Pero protegerlos requiere verlos. La regeneración es irregular y a menudo se confunde con plantaciones. Las estimaciones globales siguen siendo inciertas, limitadas por datos dispares y definiciones nacionales contradictorias. Aun así, la restauración cubre apenas el 0,3% del área mundial con potencial para restauración forestal: una fracción desalentadora a una década del inicio del llamado Decenio de las Naciones Unidas sobre la Restauración de Ecosistemas.
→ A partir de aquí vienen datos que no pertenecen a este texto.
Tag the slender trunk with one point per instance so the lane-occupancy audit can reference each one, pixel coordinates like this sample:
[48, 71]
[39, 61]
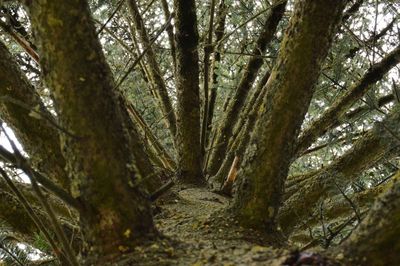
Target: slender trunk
[332, 117]
[378, 143]
[206, 77]
[267, 158]
[115, 216]
[219, 33]
[155, 73]
[241, 136]
[170, 32]
[22, 108]
[187, 84]
[249, 75]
La historia ofrece su propia advertencia. En los trópicos, las tierras taladas o quemadas suelen reverdecer solo para ser despejadas de nuevo cuando suben los precios de las materias primas. En ese ciclo, la regeneración no es recuperación: es recaída. La tala repetida agota el suelo, altera las lluvias y facilita los incendios. Cada vez que el bosque vuelve, lo hace más débil, más fragmentado, menos capaz de resistir el siguiente golpe.

EFE


Oscilación no es estabilidad

La historia de los bosques del mundo ya no es una lucha entre destrucción y recuperación: es un péndulo que oscila demasiado rápido para descansar. La regeneración natural se expande porque la deforestación nunca se detiene del todo. Desde el espacio, esa oscilación puede parecer estabilidad: cicatrices verdes que desaparecen, nuevas cicatrices que aparecen. Pero medida en integridad ecológica —edad, estructura, riqueza de especies—, los bosques del mundo se están reduciendo en silencio.

Cada parche de verde joven oculta una pérdida de memoria. Cada hectárea regenerada representa un bosque que nunca tuvo la oportunidad de envejecer.
El Amazonas, jadeando bajo otro El Niño, es la prueba viviente de que la regeneración por sí sola no puede salvar lo que se está quemando.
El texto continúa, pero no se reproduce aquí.